Recent News

Event: CICLing 2015 Conference

Date: April 14 to April 20, 2015
Location: Cairo, Egypt

NLP Technologies is excited to present the findings of its latest research and development project, in collaboration with the University of Ottawa, on NLP-based methods for detecting and disambiguating geo-localization from the content of Twitter Messages. This article will be presented at 16th International Conference on Intelligent Text Processing and Computational Linguistics, CICLing 2015.

The 2015 CICLing conference will be held in Cairo, Egypt, from April 14 to April 20, 2015.

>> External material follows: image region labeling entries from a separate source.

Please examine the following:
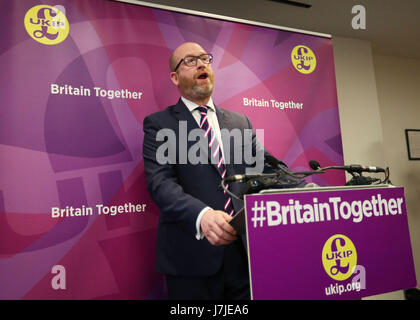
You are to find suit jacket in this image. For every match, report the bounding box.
[143,99,261,276]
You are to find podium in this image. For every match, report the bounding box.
[244,185,417,300]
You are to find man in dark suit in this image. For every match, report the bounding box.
[143,42,302,299]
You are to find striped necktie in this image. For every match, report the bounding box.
[196,106,234,215]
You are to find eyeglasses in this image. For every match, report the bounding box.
[174,53,213,72]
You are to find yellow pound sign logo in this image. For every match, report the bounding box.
[291,45,316,74]
[25,5,70,45]
[322,234,357,281]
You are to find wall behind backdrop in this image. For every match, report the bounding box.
[0,0,345,299]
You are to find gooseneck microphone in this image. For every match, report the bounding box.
[309,160,385,173]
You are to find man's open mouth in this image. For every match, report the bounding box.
[197,72,209,79]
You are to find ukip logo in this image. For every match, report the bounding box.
[291,45,316,74]
[24,5,70,45]
[322,234,357,281]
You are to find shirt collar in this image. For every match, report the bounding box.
[181,97,216,112]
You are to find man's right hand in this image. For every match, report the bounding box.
[200,209,237,246]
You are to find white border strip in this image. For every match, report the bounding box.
[110,0,331,38]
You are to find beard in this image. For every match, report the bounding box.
[179,75,214,101]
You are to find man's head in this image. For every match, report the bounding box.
[169,42,214,104]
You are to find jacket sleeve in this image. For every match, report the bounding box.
[143,116,207,232]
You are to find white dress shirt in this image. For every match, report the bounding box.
[181,97,225,240]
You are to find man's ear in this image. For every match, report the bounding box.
[170,72,179,86]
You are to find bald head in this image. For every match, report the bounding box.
[169,42,206,72]
[169,42,214,105]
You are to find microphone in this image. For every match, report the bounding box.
[309,160,385,173]
[265,154,287,168]
[309,160,321,170]
[223,173,277,183]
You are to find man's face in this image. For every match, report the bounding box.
[171,43,214,101]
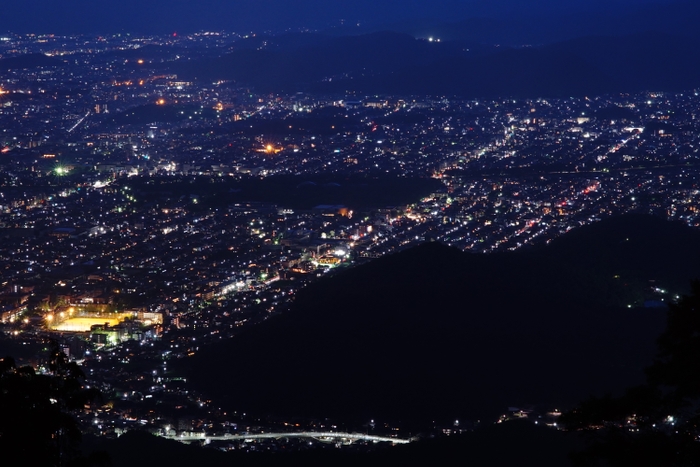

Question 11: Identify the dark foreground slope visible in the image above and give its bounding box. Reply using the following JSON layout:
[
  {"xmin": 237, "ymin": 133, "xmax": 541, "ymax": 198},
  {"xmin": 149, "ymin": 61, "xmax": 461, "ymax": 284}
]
[
  {"xmin": 185, "ymin": 216, "xmax": 700, "ymax": 421},
  {"xmin": 84, "ymin": 422, "xmax": 582, "ymax": 467}
]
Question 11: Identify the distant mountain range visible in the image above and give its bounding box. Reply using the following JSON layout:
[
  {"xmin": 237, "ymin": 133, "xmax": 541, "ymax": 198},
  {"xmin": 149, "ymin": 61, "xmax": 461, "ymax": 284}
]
[
  {"xmin": 183, "ymin": 216, "xmax": 700, "ymax": 422},
  {"xmin": 174, "ymin": 32, "xmax": 700, "ymax": 98}
]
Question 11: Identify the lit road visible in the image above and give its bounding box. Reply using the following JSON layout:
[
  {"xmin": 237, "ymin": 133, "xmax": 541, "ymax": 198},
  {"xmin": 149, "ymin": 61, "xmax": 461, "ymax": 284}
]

Detecting and Disambiguating Locations Mentioned in Twitter Messages

Detecting the location entities mentioned in Tweets is useful in text mining for business, marketing or defence applications. Therefore, techniques for extracting the location entities from the Twitter textual content are needed. In this work, we approach this task in a similar manner to the Named Entity Recognition (NER) task focused only on locations, but we address a deeper task: classifying the detected locations into names of cities, provinces/states, and countries. We approach the task in a novel way, consisting in two stages. In the first stage, we train Conditional Random Fields (CRF) models with various sets of features; we collected and annotated our own dataset or training and testing. In the second stage, we resolve cases when there exist more than one place with the same name. We propose a set of heuristics for choosing the correct physical location in these cases. The findings were positive for both tasks.